An optical image of the radio galaxy PKS B1740-517, indicated by the green lines. Image Credit: Gemini Consortium/AURA

A galaxy five billion light years away has been discovered using a hi-tech telescope array located in the remote outback of Western Australia.

Thanks to radio emission that the newly-discovered galaxy, dubbed PKS B1740-517, is spewing, the Australian Square Kilometre Array Pathfinder telescope (ASKAP) managed to pick up the structure’s signal. It’s due ASKAP’s extremely unique radio quietness that a research team led by James Allison at the Commonwealth Scientific and Industrial Research Organisation (CSIRO) were able to break open a window to an unexplored time in the universe’s past.

The radio signal emitted by the newfound galaxy, which took five billion years to reach us, was also discovered to contain an ‘imprint’ of hydrogen gas – something that’s quite difficult to detect by a telescope located at a site that’s buzzing with background radio noise.

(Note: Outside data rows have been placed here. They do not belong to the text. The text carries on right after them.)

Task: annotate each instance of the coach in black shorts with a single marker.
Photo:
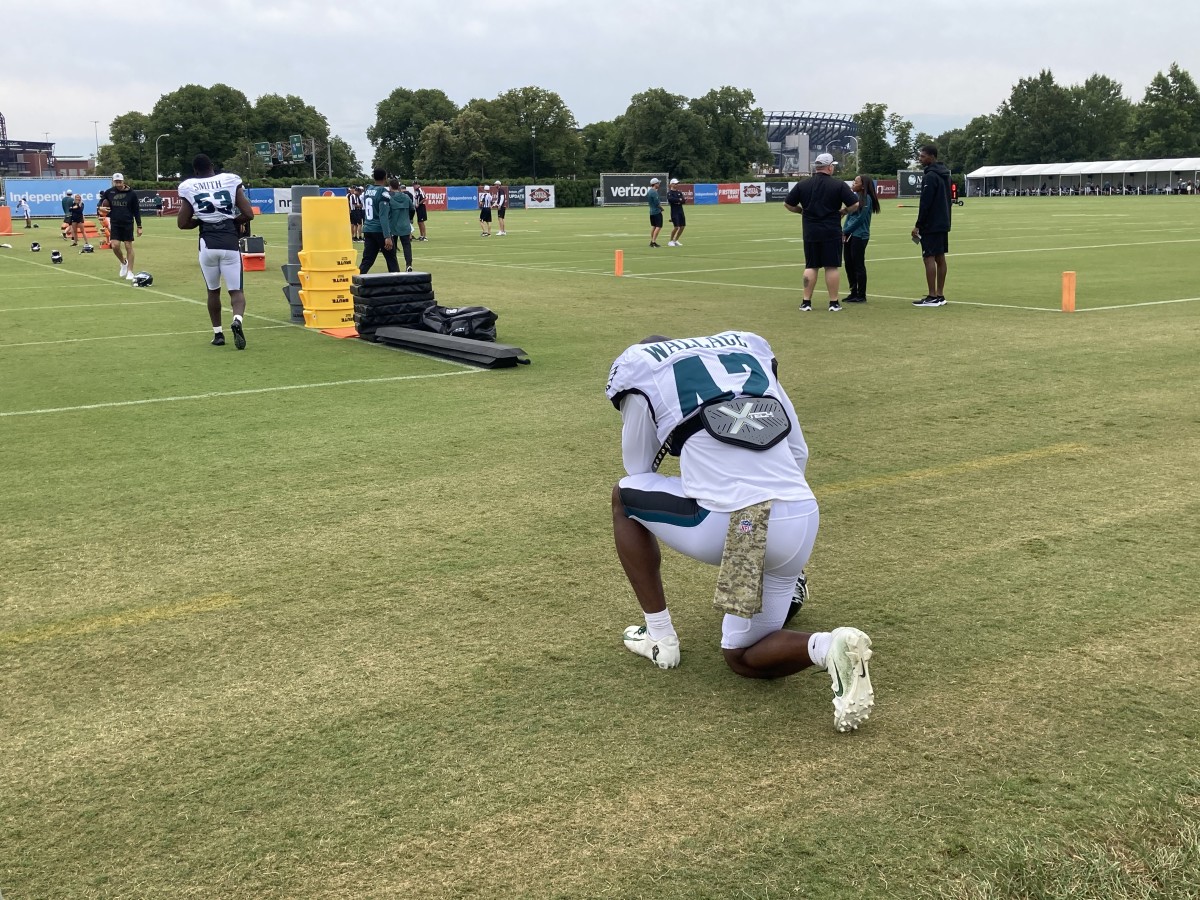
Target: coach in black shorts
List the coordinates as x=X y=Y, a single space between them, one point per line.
x=120 y=204
x=822 y=201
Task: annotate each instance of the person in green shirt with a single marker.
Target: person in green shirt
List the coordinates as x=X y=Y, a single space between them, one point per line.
x=652 y=197
x=377 y=228
x=402 y=213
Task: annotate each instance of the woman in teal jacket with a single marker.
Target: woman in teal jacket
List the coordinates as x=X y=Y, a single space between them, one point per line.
x=856 y=232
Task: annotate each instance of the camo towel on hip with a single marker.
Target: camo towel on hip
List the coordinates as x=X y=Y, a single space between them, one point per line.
x=739 y=585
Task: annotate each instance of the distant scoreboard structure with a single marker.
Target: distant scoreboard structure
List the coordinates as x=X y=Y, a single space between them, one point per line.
x=23 y=157
x=795 y=138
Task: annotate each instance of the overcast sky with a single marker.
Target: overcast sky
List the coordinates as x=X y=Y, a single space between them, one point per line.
x=939 y=63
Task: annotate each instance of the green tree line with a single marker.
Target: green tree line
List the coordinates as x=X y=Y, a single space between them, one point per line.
x=525 y=133
x=1043 y=121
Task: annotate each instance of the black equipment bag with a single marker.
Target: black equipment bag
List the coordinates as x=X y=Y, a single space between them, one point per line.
x=473 y=322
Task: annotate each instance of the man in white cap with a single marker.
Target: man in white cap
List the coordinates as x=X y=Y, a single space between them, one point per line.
x=652 y=197
x=120 y=204
x=502 y=205
x=678 y=221
x=822 y=201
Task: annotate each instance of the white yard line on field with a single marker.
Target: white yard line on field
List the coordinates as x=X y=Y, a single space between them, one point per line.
x=123 y=337
x=214 y=395
x=85 y=306
x=249 y=316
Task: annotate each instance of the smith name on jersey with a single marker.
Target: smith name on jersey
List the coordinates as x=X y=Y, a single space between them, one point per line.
x=214 y=201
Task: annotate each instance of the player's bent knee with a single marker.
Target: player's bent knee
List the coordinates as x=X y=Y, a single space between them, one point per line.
x=733 y=660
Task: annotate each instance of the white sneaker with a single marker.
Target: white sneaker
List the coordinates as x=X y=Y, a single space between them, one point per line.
x=665 y=653
x=851 y=681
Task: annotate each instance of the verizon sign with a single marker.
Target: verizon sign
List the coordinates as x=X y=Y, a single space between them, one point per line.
x=630 y=189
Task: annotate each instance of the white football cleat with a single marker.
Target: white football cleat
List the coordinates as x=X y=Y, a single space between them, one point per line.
x=664 y=654
x=851 y=681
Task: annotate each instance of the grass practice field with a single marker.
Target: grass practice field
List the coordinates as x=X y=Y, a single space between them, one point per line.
x=327 y=619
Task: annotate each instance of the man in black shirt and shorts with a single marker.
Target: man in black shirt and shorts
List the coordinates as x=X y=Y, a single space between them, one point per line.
x=121 y=207
x=822 y=201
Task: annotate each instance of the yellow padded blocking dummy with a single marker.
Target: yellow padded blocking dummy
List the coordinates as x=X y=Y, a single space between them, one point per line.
x=325 y=223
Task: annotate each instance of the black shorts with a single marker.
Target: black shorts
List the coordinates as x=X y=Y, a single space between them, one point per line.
x=935 y=244
x=822 y=255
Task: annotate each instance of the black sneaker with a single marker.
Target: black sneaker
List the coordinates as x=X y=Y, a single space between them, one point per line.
x=798 y=597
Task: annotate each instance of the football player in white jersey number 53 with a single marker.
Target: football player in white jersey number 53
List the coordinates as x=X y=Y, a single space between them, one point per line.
x=741 y=502
x=217 y=204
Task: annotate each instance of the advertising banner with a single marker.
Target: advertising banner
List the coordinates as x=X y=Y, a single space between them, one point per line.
x=629 y=189
x=777 y=191
x=149 y=203
x=729 y=193
x=45 y=195
x=435 y=198
x=263 y=198
x=461 y=198
x=539 y=197
x=754 y=192
x=909 y=183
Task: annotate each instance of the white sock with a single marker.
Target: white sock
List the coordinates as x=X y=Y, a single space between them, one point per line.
x=659 y=625
x=819 y=647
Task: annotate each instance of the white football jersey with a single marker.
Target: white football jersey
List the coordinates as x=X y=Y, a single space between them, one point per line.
x=213 y=198
x=658 y=385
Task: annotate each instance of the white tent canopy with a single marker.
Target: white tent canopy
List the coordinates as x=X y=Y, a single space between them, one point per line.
x=1157 y=174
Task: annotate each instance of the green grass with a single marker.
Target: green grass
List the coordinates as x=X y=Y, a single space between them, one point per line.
x=363 y=640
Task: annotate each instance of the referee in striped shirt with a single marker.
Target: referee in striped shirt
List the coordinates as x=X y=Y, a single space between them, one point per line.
x=485 y=211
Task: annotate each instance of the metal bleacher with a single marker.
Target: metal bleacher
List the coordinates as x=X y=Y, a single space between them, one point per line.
x=827 y=132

Astronomers are able to find the signature of hydrogen gas by hunting for dips in the radio signals that sensitive telescopes can pick up. “At many observatories, this dip would have been hidden by background radio noise, but our site is so radio quiet it stood out clearly,” says Allison.

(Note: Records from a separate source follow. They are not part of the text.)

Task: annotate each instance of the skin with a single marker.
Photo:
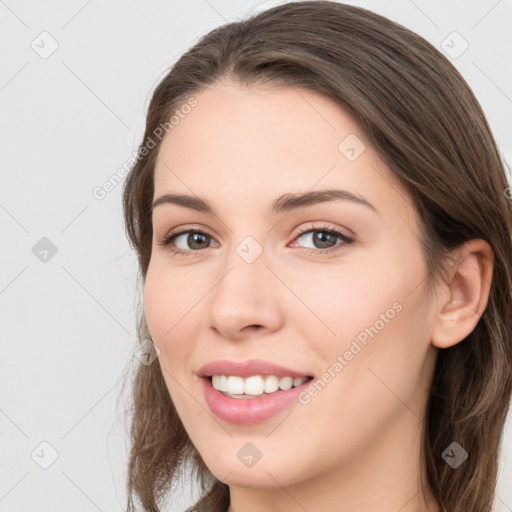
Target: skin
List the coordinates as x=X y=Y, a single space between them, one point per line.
x=356 y=445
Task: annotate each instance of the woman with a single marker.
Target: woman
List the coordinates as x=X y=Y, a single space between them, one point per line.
x=368 y=369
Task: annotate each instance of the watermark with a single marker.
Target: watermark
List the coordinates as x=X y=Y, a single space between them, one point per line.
x=100 y=192
x=454 y=45
x=454 y=455
x=249 y=454
x=355 y=348
x=44 y=455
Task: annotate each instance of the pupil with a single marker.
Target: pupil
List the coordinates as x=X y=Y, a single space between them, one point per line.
x=193 y=238
x=323 y=237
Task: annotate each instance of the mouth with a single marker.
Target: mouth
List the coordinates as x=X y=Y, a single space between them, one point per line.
x=255 y=386
x=251 y=404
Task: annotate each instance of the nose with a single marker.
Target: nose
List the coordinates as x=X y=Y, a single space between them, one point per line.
x=246 y=299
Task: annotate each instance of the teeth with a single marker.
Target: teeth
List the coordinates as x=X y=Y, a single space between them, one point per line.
x=255 y=385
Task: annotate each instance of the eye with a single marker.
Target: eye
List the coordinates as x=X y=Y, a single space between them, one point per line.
x=192 y=238
x=193 y=241
x=324 y=239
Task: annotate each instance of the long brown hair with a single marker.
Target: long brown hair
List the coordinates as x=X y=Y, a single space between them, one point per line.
x=428 y=127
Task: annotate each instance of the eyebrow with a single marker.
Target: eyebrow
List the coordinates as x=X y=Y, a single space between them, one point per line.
x=284 y=203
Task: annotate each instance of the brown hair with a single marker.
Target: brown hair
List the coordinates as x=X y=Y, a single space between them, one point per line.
x=427 y=126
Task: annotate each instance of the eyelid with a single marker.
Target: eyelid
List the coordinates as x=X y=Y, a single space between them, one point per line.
x=340 y=233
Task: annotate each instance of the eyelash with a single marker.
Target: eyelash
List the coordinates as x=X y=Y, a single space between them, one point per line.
x=167 y=241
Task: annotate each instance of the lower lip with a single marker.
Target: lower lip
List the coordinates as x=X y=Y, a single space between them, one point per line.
x=247 y=411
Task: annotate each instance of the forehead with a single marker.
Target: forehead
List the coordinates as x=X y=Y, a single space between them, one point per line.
x=244 y=146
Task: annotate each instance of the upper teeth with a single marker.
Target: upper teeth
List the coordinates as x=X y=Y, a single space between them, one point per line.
x=254 y=385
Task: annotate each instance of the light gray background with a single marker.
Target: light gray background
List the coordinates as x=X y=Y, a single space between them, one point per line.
x=69 y=121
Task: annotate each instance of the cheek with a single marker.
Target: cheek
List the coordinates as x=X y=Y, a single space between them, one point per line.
x=167 y=309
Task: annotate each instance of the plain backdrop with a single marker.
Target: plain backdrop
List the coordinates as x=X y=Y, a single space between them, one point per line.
x=75 y=82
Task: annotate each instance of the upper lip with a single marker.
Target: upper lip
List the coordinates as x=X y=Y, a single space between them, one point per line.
x=247 y=368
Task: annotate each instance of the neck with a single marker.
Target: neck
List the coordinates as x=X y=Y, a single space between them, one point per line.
x=384 y=476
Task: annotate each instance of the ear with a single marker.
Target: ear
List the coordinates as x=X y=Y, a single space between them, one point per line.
x=464 y=295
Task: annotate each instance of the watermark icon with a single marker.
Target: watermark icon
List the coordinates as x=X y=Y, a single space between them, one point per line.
x=44 y=455
x=351 y=147
x=249 y=249
x=147 y=352
x=44 y=250
x=454 y=45
x=343 y=360
x=45 y=45
x=249 y=454
x=100 y=192
x=454 y=455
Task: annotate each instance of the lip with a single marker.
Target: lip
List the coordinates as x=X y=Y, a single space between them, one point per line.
x=247 y=411
x=248 y=368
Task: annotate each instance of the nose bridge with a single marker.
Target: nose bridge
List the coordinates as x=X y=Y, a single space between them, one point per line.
x=243 y=296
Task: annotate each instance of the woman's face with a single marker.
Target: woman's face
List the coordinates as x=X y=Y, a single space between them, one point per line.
x=263 y=283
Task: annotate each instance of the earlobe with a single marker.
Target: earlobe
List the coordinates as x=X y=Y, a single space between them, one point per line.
x=465 y=294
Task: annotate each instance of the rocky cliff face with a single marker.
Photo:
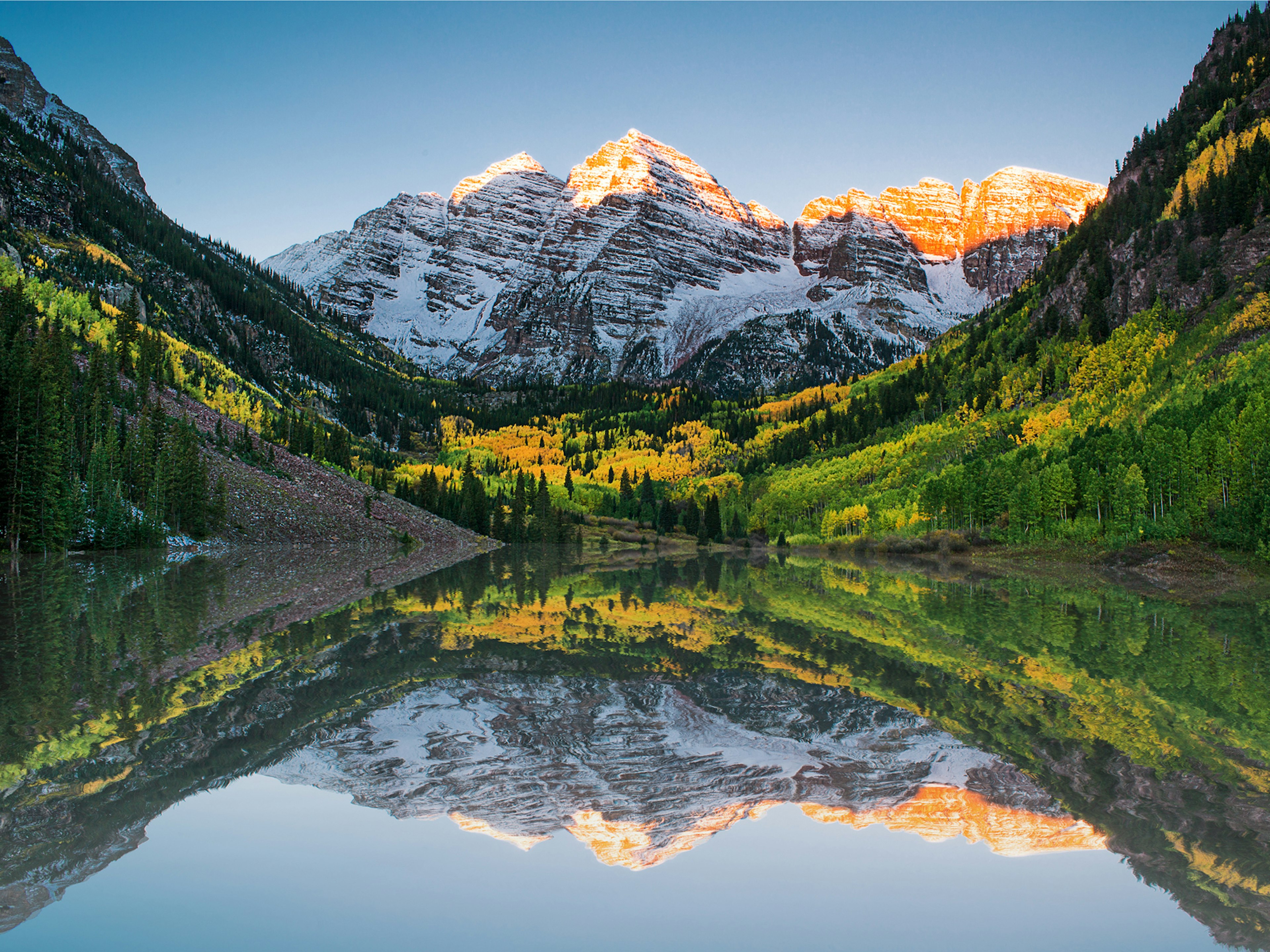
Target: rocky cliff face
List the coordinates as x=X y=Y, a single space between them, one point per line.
x=641 y=266
x=26 y=101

The Australian Square Kilometre Array Pathfinder (ASKAP) in Western Australia

The Australian Square Kilometre Array Pathfinder (ASKAP) in Western Australia

The cold hydrogen gas that Allison and his team detected is the raw material required for forming stars and is found to be plentiful in a good proportion of galaxies. The newly found signal may be small, but according to Allison, has some fairly big implications: “This catch shows we’re going to bag a big haul of galaxies,” he says.

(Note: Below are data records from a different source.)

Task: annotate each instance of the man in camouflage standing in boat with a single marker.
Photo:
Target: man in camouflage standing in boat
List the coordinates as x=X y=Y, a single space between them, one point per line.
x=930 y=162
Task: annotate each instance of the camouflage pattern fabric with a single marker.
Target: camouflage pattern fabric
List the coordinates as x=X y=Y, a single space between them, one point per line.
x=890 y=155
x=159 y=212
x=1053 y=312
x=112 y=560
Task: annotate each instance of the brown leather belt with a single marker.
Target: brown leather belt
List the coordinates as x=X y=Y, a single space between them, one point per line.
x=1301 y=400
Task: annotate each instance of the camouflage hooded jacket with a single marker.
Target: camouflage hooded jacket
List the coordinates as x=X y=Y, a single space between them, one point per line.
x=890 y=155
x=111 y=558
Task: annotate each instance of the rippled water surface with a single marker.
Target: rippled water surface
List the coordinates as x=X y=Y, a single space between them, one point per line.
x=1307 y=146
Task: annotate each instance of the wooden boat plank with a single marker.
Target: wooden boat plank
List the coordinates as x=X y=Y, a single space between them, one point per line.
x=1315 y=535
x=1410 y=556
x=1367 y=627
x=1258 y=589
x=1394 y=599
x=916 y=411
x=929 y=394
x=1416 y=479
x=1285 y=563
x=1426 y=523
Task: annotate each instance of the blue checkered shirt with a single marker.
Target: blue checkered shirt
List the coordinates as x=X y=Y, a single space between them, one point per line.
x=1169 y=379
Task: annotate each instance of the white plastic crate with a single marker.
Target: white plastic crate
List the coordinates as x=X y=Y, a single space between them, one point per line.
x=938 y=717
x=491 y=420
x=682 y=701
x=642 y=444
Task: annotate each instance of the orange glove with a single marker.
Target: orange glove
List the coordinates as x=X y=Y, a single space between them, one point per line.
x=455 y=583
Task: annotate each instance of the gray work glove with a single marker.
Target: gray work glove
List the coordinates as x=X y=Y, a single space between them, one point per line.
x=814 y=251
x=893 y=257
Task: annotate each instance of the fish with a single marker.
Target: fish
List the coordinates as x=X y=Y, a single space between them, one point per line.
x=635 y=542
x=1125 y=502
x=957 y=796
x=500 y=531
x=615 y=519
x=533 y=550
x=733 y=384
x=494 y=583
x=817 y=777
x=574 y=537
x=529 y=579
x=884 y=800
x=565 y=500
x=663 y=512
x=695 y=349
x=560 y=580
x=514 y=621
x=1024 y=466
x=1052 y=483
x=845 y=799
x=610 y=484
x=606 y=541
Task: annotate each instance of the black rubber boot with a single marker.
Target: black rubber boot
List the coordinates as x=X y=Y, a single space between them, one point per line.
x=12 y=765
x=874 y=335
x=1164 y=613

The ability to be able to detect such a small wisp of cosmic radio waves, emitted before our Solar System was even born, illustrates that ASKAP – a new facility – is currently the only array to be able to locate galaxies that other telescopes can’t. “We’ll be able to detect hydrogen gas deeper in space and, thanks to ASKAP’s wide field of view, also over a much larger volume than we could before,” explains Elaine Sadler of the University of Sydney and the ARC Centre of Excellence for All-sky Astrophysics (CAASTRO). “We’ll be hunting for galaxies that are five to eight billion years old, a timespan that represents a fifth of the universe’s history.”

Some ten billion years ago, galaxies were making stars around ten times faster than today. Sadler hopes that by looking at galaxies that are five to eight billion years old, we can begin to understand why the rate dropped. “We want to learn how much hydrogen galaxies had in this period for forming stars,” she adds. “Until now we’ve had few tools for doing that.”